Archaeologists are not limited to reconstructing the past. They also study the cultures of historical and even living peoples.
Biological, or Physical, Anthropology
The subject matter of biological, or physical, anthropology is human biological diversity in time and space. The focus on biological variation unites five special interests within biological anthropology:
Human evolution as revealed by the fossil record (paleoanthropology).
Human genetics.
Human growth and development.
Human biological plasticity.
The biology, evolution, behavior, and social life of monkeys, apes, and other nonhuman primates.
Linguistic Anthropology
Linguistic anthropology studies language in its social and cultural context, across space and over time.
Historical linguistics considers variation in time, such as the changes in sounds, grammar, and vocabulary between Middle English (spoken from approximately A.D. 1050 to 1550) and modern English.
Sociolinguistics investigates relationships between social and linguistic variation.
Anthropology and Other Academic Fields
One of the main differences between anthropology and the other fields that study people is holism, anthropology's unique blend of biological, social, cultural, linguistic, historical, and contemporary perspectives.
Paradoxically, while distinguishing anthropology, this breadth is what also links it to many other disciplines.

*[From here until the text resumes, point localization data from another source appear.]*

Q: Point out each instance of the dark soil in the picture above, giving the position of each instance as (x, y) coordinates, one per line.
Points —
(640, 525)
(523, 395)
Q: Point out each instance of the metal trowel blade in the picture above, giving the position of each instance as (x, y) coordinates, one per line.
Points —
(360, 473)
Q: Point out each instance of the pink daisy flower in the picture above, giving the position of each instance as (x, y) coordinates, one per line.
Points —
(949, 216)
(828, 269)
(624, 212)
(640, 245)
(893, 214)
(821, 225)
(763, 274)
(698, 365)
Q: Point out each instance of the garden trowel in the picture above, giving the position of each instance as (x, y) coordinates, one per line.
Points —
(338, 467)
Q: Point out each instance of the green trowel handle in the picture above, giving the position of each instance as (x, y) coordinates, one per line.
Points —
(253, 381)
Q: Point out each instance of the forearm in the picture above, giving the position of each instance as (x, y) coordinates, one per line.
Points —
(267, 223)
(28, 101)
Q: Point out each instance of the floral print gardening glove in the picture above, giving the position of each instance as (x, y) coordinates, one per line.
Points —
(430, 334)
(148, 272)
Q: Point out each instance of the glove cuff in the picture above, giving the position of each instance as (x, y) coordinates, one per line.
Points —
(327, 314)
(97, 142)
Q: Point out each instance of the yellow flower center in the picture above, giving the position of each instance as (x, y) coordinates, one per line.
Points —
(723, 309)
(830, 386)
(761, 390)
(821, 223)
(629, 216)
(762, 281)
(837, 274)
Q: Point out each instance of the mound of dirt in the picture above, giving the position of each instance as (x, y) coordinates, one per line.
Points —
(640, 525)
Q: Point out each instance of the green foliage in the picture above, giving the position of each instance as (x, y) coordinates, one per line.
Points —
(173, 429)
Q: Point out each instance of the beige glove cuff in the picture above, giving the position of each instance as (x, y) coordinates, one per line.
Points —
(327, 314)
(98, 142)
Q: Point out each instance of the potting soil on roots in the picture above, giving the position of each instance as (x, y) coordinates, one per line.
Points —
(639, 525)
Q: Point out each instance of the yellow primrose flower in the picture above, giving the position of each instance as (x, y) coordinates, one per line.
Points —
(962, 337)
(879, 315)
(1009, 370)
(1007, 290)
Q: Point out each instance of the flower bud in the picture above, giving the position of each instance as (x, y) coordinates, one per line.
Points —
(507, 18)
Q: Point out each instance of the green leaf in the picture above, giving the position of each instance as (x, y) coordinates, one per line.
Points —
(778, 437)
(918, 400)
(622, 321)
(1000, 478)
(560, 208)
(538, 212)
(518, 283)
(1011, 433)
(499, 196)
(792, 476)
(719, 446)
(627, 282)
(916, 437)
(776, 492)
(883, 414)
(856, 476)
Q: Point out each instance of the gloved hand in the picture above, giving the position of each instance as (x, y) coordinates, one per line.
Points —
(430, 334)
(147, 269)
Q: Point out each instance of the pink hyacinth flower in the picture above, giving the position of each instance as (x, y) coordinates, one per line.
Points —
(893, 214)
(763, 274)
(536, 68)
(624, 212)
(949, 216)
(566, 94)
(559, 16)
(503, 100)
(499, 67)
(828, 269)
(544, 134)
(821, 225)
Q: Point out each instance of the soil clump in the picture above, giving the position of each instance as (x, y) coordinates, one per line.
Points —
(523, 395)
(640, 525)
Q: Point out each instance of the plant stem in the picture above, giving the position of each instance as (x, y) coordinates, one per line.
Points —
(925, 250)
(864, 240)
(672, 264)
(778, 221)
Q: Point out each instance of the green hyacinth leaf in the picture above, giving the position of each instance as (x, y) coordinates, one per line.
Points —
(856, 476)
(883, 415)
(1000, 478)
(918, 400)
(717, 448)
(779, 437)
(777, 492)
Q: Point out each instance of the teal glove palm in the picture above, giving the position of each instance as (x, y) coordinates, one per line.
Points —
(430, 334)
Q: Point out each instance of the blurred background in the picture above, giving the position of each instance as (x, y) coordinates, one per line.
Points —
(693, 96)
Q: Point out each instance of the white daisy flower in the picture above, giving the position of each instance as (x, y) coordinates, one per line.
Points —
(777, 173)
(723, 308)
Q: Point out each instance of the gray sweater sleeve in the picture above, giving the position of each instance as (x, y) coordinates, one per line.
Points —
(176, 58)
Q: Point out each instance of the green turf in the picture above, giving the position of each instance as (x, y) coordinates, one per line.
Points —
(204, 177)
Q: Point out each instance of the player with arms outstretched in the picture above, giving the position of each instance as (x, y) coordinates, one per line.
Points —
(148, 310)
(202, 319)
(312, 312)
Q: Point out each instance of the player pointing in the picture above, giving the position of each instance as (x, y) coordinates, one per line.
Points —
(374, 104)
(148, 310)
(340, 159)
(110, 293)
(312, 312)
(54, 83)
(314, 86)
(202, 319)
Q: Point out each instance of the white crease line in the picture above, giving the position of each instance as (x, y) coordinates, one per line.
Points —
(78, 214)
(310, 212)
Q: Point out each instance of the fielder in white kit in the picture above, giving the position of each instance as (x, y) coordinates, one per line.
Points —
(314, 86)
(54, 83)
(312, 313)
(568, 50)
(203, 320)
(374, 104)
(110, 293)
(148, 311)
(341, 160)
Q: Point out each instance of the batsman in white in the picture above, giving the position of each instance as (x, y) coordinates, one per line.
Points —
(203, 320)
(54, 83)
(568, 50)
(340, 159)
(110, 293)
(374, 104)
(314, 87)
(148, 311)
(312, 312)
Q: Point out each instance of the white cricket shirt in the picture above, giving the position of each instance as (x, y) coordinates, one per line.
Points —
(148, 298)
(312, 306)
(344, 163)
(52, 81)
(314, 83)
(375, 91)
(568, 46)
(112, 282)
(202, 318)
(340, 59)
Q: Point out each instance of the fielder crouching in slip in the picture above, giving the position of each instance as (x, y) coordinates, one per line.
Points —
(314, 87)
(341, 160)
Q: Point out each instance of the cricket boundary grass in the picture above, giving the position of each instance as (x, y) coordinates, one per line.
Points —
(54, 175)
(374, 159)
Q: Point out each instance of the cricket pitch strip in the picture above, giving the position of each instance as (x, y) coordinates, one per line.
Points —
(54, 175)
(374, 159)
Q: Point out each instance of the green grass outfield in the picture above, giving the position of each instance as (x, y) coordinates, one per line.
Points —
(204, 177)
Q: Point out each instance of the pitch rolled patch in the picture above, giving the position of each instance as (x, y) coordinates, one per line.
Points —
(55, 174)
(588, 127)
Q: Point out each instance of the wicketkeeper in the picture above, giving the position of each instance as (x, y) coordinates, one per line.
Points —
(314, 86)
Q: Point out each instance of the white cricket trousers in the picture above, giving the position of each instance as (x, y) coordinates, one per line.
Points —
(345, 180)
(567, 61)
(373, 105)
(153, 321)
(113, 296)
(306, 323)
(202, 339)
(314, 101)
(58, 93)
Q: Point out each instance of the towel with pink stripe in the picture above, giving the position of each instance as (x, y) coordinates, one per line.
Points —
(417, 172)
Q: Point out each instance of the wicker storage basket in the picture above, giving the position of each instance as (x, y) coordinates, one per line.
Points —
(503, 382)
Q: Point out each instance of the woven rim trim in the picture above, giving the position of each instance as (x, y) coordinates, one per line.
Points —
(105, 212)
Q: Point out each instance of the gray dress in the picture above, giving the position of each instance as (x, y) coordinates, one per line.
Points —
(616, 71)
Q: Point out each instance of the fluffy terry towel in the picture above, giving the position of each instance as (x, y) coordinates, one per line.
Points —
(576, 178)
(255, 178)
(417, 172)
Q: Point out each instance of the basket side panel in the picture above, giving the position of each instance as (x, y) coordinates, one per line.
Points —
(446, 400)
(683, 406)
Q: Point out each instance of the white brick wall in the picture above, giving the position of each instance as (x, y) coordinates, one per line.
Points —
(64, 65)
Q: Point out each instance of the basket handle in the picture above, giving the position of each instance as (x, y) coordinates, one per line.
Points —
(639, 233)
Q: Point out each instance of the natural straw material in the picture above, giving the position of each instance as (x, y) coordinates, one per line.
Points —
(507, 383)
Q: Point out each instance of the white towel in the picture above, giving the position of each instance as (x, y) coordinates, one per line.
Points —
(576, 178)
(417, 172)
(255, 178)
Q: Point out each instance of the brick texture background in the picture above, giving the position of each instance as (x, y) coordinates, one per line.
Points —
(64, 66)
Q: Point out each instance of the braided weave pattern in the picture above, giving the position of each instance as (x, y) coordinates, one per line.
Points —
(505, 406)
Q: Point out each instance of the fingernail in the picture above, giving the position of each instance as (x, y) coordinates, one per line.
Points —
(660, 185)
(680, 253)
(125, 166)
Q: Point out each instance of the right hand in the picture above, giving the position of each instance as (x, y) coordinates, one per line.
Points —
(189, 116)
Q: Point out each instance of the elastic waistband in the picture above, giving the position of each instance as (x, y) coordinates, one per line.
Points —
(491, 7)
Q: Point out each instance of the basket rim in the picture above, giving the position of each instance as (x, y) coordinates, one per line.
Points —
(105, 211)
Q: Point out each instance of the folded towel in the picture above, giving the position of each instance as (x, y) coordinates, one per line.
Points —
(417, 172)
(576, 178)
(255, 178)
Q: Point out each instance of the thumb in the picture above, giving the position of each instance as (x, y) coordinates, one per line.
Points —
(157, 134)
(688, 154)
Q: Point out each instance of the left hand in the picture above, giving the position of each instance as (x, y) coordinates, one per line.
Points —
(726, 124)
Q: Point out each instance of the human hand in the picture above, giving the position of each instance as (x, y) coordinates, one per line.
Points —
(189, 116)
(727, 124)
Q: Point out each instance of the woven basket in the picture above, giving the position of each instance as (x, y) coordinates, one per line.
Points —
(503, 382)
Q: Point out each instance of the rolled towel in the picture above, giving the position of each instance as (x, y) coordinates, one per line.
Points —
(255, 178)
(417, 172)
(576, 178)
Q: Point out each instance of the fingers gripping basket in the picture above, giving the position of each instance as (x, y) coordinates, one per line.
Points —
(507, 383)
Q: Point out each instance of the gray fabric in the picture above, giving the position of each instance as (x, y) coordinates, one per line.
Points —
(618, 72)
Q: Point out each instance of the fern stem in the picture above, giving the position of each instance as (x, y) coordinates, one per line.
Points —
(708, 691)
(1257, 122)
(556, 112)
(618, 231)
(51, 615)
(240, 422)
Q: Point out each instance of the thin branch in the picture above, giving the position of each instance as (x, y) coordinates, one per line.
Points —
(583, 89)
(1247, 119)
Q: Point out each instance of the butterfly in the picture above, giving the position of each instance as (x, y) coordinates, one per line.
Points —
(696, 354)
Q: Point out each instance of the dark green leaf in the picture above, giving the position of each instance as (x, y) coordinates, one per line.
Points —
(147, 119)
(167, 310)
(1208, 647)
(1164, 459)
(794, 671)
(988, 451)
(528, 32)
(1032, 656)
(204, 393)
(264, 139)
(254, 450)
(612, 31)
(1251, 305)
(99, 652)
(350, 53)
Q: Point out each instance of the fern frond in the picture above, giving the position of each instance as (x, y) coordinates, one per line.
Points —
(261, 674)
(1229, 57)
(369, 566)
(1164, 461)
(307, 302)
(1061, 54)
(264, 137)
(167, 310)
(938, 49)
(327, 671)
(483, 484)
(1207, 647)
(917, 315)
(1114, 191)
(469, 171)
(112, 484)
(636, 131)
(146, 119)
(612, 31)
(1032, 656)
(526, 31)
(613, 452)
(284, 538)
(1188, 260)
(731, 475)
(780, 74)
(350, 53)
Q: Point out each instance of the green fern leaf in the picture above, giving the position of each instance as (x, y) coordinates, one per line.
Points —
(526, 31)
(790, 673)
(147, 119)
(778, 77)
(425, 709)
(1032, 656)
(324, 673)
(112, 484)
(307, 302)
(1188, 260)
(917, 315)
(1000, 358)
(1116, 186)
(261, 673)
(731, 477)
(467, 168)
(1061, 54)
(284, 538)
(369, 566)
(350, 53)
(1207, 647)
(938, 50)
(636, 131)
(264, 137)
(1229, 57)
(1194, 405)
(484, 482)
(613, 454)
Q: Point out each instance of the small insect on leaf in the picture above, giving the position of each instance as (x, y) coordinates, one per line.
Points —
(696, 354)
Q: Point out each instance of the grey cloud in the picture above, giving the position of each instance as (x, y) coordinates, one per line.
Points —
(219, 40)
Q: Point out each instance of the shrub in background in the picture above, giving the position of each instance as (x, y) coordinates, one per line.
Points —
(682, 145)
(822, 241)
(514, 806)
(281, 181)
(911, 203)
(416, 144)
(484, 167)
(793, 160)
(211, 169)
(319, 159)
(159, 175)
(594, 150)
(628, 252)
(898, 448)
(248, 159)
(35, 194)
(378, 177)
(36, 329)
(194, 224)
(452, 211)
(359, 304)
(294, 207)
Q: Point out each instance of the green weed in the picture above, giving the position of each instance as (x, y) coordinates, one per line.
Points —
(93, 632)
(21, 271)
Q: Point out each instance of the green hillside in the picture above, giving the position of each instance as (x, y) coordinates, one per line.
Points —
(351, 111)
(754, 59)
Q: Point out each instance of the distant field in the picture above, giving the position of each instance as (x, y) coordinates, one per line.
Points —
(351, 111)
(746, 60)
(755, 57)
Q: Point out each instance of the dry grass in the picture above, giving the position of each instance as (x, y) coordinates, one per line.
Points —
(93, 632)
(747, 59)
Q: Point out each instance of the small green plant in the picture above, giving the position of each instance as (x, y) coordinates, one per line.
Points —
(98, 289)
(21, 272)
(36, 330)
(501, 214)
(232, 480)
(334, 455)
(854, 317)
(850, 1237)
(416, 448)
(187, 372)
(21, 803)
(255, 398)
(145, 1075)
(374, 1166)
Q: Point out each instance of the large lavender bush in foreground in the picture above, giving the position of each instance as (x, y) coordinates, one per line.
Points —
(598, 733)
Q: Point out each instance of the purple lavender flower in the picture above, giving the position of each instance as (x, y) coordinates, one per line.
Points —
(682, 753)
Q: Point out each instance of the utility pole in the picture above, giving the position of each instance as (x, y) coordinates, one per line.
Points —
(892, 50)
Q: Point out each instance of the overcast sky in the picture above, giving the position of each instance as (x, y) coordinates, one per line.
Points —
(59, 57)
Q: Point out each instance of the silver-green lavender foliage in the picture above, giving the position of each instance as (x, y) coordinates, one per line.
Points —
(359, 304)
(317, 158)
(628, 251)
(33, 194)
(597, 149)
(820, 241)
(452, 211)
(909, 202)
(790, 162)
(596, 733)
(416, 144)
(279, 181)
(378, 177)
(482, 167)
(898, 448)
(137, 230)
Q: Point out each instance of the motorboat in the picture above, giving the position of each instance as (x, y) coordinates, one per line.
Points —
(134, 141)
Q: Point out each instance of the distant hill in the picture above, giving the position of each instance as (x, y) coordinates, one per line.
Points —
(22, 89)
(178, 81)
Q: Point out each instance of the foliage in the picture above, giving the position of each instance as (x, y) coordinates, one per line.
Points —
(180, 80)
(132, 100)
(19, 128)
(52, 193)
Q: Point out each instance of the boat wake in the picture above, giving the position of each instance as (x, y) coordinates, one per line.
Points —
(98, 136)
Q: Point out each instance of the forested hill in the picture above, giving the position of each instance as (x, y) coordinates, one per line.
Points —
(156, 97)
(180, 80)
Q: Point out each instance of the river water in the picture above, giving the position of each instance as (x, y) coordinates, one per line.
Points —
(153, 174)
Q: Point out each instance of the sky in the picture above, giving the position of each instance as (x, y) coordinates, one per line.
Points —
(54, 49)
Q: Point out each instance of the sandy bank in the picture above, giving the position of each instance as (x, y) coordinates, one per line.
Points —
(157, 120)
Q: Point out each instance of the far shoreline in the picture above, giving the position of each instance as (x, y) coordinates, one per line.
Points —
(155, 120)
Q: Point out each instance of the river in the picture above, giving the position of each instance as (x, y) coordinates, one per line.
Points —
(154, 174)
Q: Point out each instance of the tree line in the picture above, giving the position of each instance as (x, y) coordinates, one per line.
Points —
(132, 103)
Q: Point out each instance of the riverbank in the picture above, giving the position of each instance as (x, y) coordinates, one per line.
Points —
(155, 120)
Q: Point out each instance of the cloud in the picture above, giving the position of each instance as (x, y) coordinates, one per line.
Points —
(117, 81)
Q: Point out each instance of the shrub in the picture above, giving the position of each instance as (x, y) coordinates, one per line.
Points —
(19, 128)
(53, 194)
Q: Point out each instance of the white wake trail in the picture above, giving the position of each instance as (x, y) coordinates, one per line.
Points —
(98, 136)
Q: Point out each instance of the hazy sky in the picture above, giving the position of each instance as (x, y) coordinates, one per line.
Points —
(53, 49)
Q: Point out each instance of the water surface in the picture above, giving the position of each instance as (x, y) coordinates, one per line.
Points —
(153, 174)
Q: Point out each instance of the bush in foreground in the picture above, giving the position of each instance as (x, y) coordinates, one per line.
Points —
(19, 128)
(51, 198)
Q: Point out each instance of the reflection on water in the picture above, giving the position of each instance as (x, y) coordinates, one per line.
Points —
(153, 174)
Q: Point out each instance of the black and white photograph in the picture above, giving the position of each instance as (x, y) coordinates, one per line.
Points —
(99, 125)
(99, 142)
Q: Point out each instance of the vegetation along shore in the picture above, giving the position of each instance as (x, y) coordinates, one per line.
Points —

Anthropology is a science—a "systematic field of study of body of knowledge that aims, through experiment, observation, and deduction, to produce reliable explanations of phenomena, with reference to the material and physical world."
Anthropology also has strong links to the humanities, including English, comparative literature, classics, folklore, philosophy, and the arts.
Applied Anthropology
Anthropology's foremost professional organization in the United States, the American Anthropological Association (AAA), has formally acknowledged a public service role by recognizing that the field has two dimensions:
Academic anthropology.
Practicing or applied anthropology.
Applied anthropology is the application of anthropological data, perspectives, theory, and methods to identify, assess, and solve contemporary social problems.
Applied archaeology, usually called public archaeology, includes such activities as cultural resource management, contract archaeology, public educational programs, and historic preservation.
Anthropology Today: Anthropologist's Son Elected President
This account focuses on the life of Dr. Stanley Ann Dunham Soetoro, the mother of Barack Obama, 44th president of the United States, and her attraction to diversity, which led her to a career in anthropology.
A sociocultural anthropologist by training, Dunham's work on microfinance and socioeconomic issues affecting Indonesian women illustrates the application of anthropology to identify and solve contemporary problems.